In the military, at college, and the many years since, he was an inveterate reader and developed a broad library of progressive authors, with favorites including Vladimir Nabokov, Tolstoy, Thomas Pynchon, D. H. Lawrence, John Updike, Phillip Roth, Gore Vidal, and David Foster Wallace, among many others. Upon reading Updike’s “Memories of the Ford Administration” in the 90s, he wrote to Updike about the similarities between that novel’s protagonist and his own life and received a hand typed and signed postcard from the author thanking him for pointing out an error he made concerning the Chevrolet Corvair as having front wheel drive, as it did not. Thomas was one of the few people who may have read all of Proust’s “In Search of Lost Time” (Nabokov’s translation of the title, not Scott-Moncrieff’s “Remembrance of Things Past”), as well as what is referred to as the longest ongoing serial written in English, Anthony Powell’s 11-volume set, “A Dance to the Music of Time.”
In addition, Thomas was equally interested in all the arts, beginning in high school where he won several “Gold Keys” from the nation-wide Scholastic Awards program for high school students. He won several best of show awards at Milford Mill--and one of his tempera paintings showing a group of young men observing another student while repairing his “hot rod” in his parents’ garage was selected by the County-Wide Art Supervisor to be permanently displayed in her Towson office. While at Milford, he also sang tenor in the men’s glee club and played trumpet, baritone horn, and trombone in the school concert band. As a freshman at McDaniel, he wa sassigned to Band Company in the school’s compulsory ROTC program (as what was once called a “land grant” college) but was able to resign due to scheduling conflicts. As an adult, he also sang as a chorister for one season in the former Baltimore Comic Opera Company, appearing in 1966 in their production of Gilbert & Sullivan’s “Pirates of Penzance” on the stage of the Lyric Theater in Baltimore and in “Trial by Jury” at a local school auditorium. His only surviving painting, a 3’ x 4’ oil scene of a beach in Ocean City, Maryland, hangs in the dining room of his son’s home in West Yarmouth.

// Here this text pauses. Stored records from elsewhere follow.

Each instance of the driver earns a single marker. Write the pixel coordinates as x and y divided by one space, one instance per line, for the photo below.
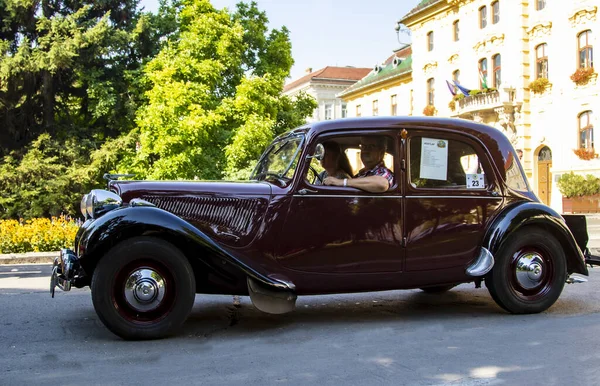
374 177
334 162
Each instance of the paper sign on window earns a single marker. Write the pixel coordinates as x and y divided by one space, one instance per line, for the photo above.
475 181
434 159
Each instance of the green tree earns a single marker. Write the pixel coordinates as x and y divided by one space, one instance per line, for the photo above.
215 100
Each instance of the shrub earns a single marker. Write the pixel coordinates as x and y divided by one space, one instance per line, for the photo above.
582 76
37 235
575 185
429 110
539 85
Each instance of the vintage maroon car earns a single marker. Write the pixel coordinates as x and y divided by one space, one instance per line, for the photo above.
459 210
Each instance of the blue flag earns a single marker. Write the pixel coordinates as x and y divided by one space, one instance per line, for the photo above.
451 88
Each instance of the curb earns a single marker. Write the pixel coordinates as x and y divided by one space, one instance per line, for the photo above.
28 258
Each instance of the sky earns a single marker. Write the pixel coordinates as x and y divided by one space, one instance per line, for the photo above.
358 33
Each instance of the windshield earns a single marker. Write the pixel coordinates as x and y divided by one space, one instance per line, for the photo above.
280 160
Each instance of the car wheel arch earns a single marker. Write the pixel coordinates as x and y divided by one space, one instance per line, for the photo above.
519 217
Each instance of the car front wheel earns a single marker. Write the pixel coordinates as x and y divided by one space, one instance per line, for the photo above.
529 273
143 288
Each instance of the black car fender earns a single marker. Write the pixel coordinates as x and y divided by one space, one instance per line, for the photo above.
515 218
96 237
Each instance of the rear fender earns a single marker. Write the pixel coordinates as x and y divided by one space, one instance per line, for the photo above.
96 237
518 216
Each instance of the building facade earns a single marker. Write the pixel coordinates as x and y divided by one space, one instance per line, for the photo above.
386 90
324 85
528 65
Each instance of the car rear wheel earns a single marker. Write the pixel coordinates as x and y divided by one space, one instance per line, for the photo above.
529 273
143 288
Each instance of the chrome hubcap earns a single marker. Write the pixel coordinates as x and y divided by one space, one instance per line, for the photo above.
144 290
530 270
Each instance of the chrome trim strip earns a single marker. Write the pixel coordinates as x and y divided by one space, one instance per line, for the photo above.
413 197
483 264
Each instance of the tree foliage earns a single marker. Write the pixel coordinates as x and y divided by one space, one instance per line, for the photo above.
215 100
90 87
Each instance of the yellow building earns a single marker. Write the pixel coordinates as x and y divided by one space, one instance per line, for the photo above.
497 49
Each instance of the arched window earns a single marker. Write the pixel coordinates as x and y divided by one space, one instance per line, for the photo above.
540 4
483 17
483 73
541 61
430 91
456 30
586 130
495 12
584 45
497 62
430 41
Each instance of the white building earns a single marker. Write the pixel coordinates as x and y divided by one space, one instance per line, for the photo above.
324 85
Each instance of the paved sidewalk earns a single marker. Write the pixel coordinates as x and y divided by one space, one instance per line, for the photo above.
28 258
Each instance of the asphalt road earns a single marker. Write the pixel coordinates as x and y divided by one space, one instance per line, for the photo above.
384 338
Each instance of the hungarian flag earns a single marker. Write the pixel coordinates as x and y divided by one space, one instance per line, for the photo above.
451 88
482 79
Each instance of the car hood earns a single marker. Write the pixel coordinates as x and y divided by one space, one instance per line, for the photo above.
230 213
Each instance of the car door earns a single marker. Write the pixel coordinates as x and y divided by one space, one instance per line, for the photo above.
341 229
451 194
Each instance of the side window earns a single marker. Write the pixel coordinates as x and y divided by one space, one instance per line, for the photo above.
349 156
444 164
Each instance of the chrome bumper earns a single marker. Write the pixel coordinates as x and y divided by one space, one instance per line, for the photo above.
64 271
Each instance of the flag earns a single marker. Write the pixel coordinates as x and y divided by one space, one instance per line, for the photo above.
451 88
482 79
465 91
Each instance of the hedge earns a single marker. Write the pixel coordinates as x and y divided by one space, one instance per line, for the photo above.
37 235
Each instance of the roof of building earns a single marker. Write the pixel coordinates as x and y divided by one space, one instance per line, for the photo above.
330 73
422 5
388 70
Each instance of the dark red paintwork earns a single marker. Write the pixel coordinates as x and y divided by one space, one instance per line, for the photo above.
332 239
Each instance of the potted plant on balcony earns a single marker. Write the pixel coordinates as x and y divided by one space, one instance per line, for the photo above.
455 98
539 85
429 110
582 76
580 194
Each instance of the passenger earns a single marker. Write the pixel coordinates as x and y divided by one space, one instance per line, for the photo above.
335 163
374 177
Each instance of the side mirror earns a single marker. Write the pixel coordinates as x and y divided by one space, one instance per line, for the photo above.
319 152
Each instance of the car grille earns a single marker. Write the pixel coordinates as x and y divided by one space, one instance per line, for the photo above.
232 213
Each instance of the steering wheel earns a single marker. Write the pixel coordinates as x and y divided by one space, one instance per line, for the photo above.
317 175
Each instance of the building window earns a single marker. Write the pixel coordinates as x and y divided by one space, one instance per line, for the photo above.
495 12
586 130
456 30
497 62
483 17
456 80
540 4
541 61
430 41
483 73
586 54
430 91
328 111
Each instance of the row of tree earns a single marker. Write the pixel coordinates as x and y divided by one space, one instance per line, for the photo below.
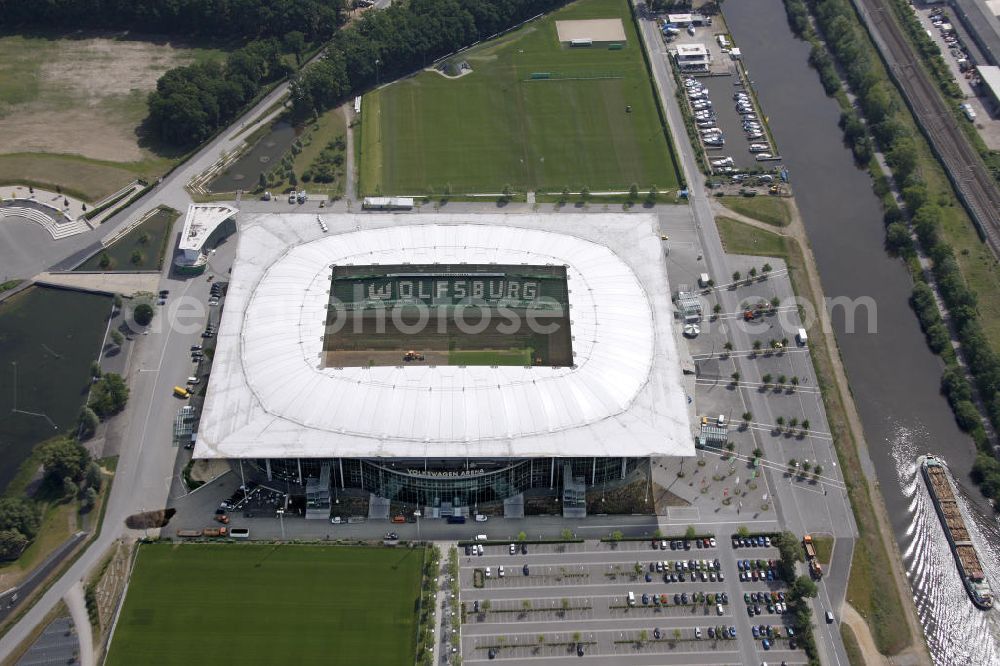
224 20
884 112
70 474
393 42
192 102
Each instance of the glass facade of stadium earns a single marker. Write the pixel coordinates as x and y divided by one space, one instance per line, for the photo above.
459 481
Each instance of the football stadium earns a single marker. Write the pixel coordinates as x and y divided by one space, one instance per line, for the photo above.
454 363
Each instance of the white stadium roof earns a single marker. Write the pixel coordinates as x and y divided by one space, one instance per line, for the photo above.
270 396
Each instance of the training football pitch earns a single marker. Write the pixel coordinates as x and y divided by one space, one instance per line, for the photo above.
498 126
269 604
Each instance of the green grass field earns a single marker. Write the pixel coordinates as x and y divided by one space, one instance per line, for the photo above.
495 126
490 357
149 239
255 604
770 210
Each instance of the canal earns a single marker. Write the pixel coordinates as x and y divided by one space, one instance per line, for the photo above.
48 338
894 378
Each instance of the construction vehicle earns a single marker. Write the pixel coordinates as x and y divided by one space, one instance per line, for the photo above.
814 567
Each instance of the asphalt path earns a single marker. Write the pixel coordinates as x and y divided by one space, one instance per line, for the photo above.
801 510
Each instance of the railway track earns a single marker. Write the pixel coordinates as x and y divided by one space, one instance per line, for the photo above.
969 175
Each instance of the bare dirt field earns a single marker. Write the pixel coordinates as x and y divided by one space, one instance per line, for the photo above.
82 96
599 30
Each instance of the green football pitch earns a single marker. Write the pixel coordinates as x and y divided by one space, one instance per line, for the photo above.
256 604
497 126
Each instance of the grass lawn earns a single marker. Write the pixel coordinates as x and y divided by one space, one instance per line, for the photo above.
490 357
854 654
269 604
149 239
739 238
496 126
770 210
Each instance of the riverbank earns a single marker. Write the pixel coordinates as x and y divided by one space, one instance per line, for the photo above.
893 626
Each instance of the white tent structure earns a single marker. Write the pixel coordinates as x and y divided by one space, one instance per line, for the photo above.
270 395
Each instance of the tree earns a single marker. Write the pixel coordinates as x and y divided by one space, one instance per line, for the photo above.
64 458
143 314
88 421
295 43
109 395
19 513
790 552
12 544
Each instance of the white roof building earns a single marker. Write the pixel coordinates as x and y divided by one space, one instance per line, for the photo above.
270 395
199 223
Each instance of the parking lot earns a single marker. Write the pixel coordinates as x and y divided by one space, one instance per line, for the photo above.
573 599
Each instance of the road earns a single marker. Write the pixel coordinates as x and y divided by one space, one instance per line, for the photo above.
801 510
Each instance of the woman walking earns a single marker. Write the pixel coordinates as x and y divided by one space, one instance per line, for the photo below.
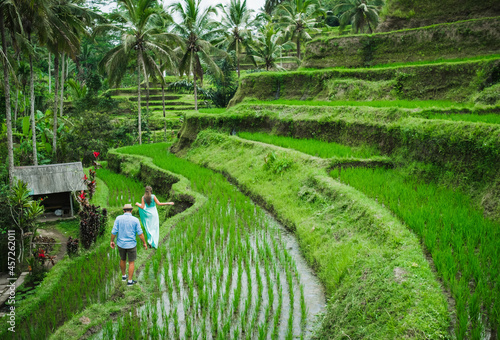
149 216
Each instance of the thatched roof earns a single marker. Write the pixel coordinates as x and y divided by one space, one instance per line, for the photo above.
53 178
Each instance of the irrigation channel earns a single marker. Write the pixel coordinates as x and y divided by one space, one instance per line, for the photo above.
227 271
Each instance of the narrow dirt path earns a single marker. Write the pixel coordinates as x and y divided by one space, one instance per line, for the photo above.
59 237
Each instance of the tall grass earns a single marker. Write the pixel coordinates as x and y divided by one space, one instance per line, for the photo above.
489 118
219 270
408 104
79 284
122 189
411 63
464 245
311 146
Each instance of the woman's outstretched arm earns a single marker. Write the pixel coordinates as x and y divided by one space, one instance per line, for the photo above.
142 204
166 203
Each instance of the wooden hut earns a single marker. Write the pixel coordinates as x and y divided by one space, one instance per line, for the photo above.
54 183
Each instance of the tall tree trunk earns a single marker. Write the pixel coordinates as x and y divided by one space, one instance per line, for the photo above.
56 93
32 111
61 103
139 93
298 46
163 104
147 95
50 75
194 84
237 59
17 104
8 122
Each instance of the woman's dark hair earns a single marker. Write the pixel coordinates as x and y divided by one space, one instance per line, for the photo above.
147 195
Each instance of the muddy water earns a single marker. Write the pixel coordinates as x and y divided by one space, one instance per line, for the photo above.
267 265
314 291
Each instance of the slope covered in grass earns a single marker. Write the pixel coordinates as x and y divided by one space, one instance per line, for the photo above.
373 268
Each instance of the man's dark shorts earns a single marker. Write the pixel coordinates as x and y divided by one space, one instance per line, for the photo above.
132 254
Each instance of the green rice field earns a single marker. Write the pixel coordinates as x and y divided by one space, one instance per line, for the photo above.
464 245
225 272
312 147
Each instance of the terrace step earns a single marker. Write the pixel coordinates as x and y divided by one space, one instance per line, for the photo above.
156 97
159 105
453 81
462 39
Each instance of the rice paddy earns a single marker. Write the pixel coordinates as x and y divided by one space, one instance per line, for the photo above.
488 118
401 103
312 147
225 272
122 189
464 245
66 291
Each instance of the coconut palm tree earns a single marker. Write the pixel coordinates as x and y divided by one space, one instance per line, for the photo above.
69 21
296 18
35 21
359 13
198 31
9 15
270 5
141 41
235 21
267 47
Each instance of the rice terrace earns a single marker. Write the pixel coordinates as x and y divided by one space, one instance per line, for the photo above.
236 169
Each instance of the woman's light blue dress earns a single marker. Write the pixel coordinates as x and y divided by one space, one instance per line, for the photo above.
151 222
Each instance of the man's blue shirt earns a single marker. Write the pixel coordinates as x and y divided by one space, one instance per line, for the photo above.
126 226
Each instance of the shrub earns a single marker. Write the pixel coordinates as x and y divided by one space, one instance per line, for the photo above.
489 96
72 246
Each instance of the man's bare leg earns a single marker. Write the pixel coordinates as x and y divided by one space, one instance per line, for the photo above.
122 266
130 270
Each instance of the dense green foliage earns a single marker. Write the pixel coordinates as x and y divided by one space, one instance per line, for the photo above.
457 81
211 263
311 146
353 244
445 41
464 245
411 13
122 190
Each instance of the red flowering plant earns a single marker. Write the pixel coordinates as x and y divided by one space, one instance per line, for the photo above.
93 219
42 257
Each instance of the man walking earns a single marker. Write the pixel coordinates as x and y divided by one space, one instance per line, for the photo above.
127 227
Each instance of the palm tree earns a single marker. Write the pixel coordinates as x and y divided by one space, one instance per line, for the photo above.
35 20
235 26
8 15
164 23
69 21
296 17
198 32
268 45
360 13
141 40
270 5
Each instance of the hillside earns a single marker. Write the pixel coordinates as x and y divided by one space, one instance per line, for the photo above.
400 14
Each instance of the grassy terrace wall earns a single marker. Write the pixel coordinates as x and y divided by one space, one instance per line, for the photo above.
378 280
450 146
445 41
397 14
124 299
82 286
452 81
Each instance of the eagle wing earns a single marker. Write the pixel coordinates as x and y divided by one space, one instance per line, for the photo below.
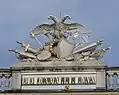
42 29
75 27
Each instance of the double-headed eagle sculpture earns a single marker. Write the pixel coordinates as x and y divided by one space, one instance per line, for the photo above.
59 46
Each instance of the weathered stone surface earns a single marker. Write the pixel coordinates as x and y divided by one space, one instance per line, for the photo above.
60 63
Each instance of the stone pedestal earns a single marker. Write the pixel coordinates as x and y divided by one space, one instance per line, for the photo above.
83 75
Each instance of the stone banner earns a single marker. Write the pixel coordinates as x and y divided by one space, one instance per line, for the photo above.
76 80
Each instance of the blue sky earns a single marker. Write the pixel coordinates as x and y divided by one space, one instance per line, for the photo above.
19 17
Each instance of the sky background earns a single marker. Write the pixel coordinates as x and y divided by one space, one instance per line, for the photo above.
19 17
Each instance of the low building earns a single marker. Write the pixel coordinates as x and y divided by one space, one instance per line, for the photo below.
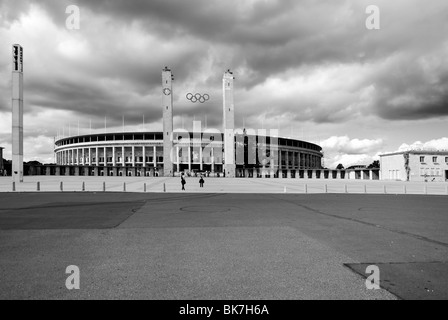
415 165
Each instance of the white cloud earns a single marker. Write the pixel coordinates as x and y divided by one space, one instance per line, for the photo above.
435 144
343 144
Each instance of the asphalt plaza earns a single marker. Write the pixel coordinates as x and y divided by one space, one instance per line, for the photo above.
222 245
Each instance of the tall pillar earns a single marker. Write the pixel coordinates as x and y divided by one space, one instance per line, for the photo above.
133 156
17 113
177 158
213 160
114 161
154 150
189 158
228 124
201 165
167 105
1 160
305 174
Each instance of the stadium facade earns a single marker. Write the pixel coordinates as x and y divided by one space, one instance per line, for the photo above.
227 152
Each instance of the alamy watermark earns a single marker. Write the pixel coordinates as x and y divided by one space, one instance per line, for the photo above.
73 21
73 280
373 280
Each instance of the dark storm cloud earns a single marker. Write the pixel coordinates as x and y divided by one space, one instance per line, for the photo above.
261 40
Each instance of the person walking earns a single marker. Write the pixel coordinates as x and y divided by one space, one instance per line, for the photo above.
183 182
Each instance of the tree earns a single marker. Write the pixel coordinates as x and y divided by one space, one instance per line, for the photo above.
340 166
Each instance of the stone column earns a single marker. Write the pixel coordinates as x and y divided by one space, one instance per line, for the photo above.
97 158
213 159
177 158
189 158
201 165
133 156
155 156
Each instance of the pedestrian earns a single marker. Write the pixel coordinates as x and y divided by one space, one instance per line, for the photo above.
183 182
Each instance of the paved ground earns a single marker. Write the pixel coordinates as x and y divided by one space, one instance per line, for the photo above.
222 246
222 185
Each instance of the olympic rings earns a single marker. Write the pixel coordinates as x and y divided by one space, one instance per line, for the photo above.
197 97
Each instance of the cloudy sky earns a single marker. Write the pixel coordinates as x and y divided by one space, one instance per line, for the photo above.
310 68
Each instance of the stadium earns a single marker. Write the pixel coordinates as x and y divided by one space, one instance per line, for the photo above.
230 153
142 154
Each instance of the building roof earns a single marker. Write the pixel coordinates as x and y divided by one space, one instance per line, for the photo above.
418 152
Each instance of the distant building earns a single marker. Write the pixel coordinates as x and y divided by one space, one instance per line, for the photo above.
415 165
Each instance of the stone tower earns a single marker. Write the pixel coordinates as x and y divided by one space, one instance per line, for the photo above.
17 113
1 160
228 124
167 105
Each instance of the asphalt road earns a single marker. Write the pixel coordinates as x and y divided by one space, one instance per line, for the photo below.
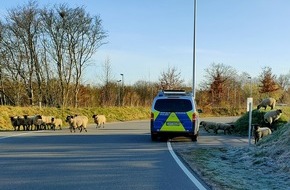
120 156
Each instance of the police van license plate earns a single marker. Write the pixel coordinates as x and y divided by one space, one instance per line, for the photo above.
172 123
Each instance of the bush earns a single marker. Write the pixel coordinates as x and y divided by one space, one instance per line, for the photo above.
242 124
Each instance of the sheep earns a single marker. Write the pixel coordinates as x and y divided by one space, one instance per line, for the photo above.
77 122
267 102
28 122
99 120
38 122
227 128
47 121
56 123
271 116
17 122
209 125
260 132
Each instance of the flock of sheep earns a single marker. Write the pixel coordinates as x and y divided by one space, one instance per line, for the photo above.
258 131
42 122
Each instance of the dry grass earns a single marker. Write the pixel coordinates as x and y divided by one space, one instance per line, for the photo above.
112 113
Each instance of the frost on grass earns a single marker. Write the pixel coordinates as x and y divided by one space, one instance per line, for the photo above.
262 166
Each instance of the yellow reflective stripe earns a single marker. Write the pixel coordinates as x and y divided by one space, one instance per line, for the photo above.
172 128
170 124
156 113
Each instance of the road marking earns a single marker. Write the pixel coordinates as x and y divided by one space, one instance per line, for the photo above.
185 170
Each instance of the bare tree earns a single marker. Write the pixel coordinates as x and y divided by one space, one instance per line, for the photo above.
21 47
74 38
170 79
267 80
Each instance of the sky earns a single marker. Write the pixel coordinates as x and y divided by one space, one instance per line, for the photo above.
146 37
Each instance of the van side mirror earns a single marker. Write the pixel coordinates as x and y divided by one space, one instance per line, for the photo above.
199 110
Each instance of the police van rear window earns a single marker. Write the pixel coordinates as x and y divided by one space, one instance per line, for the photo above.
173 105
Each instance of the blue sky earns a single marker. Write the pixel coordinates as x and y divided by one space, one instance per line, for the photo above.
148 36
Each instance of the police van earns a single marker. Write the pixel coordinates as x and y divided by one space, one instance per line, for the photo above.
173 114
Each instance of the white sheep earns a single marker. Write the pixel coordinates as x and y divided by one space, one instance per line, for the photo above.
227 128
56 122
47 121
99 120
38 122
17 122
272 116
260 132
77 122
267 102
209 125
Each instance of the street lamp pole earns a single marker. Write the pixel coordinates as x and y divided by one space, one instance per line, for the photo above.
250 78
119 93
194 51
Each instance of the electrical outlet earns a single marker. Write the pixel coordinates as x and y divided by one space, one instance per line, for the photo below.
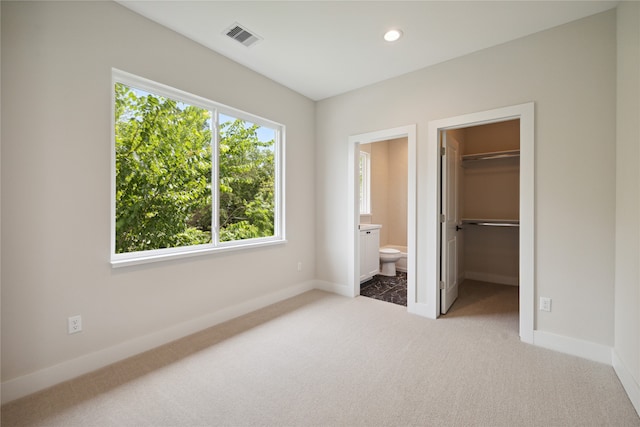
74 324
545 304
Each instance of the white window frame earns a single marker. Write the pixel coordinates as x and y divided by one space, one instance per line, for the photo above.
141 257
365 183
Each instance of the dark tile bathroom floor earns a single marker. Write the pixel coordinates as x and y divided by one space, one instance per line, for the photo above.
385 288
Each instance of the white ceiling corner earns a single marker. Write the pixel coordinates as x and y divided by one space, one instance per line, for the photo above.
325 48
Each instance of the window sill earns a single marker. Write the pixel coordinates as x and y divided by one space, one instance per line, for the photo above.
126 260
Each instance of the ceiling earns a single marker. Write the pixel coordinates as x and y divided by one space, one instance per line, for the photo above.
325 48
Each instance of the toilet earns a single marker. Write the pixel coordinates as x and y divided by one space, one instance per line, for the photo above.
388 258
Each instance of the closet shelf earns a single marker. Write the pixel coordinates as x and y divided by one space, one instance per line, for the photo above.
472 158
492 222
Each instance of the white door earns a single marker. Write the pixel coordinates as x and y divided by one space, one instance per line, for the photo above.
449 227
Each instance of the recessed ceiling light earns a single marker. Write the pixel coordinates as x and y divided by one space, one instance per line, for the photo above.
392 35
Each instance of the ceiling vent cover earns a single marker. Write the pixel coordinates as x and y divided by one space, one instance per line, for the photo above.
242 35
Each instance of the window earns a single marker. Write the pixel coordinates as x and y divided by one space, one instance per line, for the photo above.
189 175
365 183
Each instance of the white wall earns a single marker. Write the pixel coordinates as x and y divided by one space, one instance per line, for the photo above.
627 276
570 73
56 96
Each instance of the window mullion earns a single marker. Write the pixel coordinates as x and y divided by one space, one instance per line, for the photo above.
215 177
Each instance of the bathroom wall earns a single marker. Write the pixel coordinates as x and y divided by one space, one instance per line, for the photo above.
389 190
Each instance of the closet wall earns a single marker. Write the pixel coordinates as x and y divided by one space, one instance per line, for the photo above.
490 191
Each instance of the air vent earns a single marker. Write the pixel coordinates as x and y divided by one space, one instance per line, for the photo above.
242 35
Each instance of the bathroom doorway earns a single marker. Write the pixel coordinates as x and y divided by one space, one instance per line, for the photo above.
383 218
391 138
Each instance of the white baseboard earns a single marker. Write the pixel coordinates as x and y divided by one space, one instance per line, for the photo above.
30 383
335 288
628 381
491 278
573 346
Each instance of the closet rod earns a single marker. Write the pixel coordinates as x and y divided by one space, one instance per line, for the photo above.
494 224
491 156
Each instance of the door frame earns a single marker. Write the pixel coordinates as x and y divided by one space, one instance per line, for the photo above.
526 114
408 132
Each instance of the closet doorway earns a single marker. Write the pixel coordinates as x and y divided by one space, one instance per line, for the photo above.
438 269
480 196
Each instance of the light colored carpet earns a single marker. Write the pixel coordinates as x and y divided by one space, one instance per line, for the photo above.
324 360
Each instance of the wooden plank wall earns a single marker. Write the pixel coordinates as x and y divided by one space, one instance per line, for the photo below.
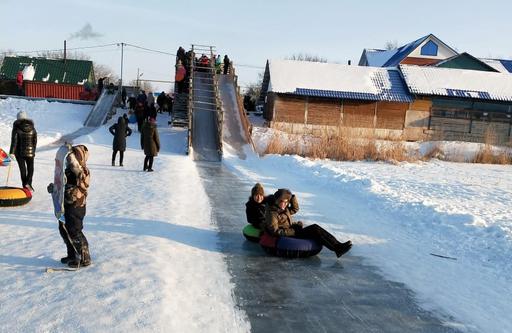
335 112
391 115
290 109
324 112
476 131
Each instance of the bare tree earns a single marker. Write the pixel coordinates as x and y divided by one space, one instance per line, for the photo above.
252 93
391 45
306 57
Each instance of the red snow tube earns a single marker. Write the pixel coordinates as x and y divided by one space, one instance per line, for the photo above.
289 247
14 196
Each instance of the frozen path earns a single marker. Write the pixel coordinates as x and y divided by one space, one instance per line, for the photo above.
319 294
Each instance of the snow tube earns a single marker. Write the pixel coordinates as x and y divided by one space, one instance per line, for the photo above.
14 196
252 233
4 158
289 247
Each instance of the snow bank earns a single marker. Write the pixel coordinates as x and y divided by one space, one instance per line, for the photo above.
400 216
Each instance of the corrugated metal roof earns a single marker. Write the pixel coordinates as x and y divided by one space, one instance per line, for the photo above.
402 52
336 81
377 58
507 64
49 70
424 80
501 65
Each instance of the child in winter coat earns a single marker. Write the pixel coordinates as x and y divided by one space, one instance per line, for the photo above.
255 207
75 195
23 147
120 131
150 142
278 222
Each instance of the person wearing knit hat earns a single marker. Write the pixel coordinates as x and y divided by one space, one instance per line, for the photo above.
23 147
150 143
255 207
279 223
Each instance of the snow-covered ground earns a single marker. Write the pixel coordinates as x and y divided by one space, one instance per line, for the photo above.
402 217
51 119
156 265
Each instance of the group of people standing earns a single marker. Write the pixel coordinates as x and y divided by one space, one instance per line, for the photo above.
183 67
149 140
273 215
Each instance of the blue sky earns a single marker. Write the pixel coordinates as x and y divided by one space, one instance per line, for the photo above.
251 31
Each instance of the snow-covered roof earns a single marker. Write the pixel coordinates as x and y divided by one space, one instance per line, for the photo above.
462 83
501 65
337 81
392 58
375 57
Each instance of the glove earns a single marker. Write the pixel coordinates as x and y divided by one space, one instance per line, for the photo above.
297 226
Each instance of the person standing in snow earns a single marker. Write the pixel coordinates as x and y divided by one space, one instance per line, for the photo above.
278 222
255 207
123 97
100 86
19 83
75 196
120 131
150 142
226 64
150 100
23 147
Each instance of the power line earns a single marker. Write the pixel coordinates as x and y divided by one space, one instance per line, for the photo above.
151 50
57 50
249 66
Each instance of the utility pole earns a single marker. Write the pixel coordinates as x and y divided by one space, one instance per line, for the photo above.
122 58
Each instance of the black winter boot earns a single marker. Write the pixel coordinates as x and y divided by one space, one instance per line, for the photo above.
343 248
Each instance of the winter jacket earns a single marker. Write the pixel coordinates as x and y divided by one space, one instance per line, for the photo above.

In addition to his son’s family, Griffin and partner Michelle and their son Jonathan Thomas Davies of Wareham, MA, Thomas is survived by a brother, Joseph (Jay) Morgan Davies and spouse Madeline (Maddy) Davies of San Francisco, CA, another brother, Jonathan David Davies of Baltimore, and a sister, Doreen Elise Walker and spouse William S. Walker of Timonium, MD. He was also the stepfather of Karen Grose Way of Middlebury, Vermont, Donald Grose of Framingham, MA, Elizabeth Grose Rogalin of Glen Ridge, NJ, and Jay D. Grose of South Dennis, MA, and several step grandchildren and great step grandchildren.
Plans for a memorial service are currently incomplete. A site of inurnment of the remains of Thomas and Alice are yet to be determined by the U.S. Department of Veterans Affairs.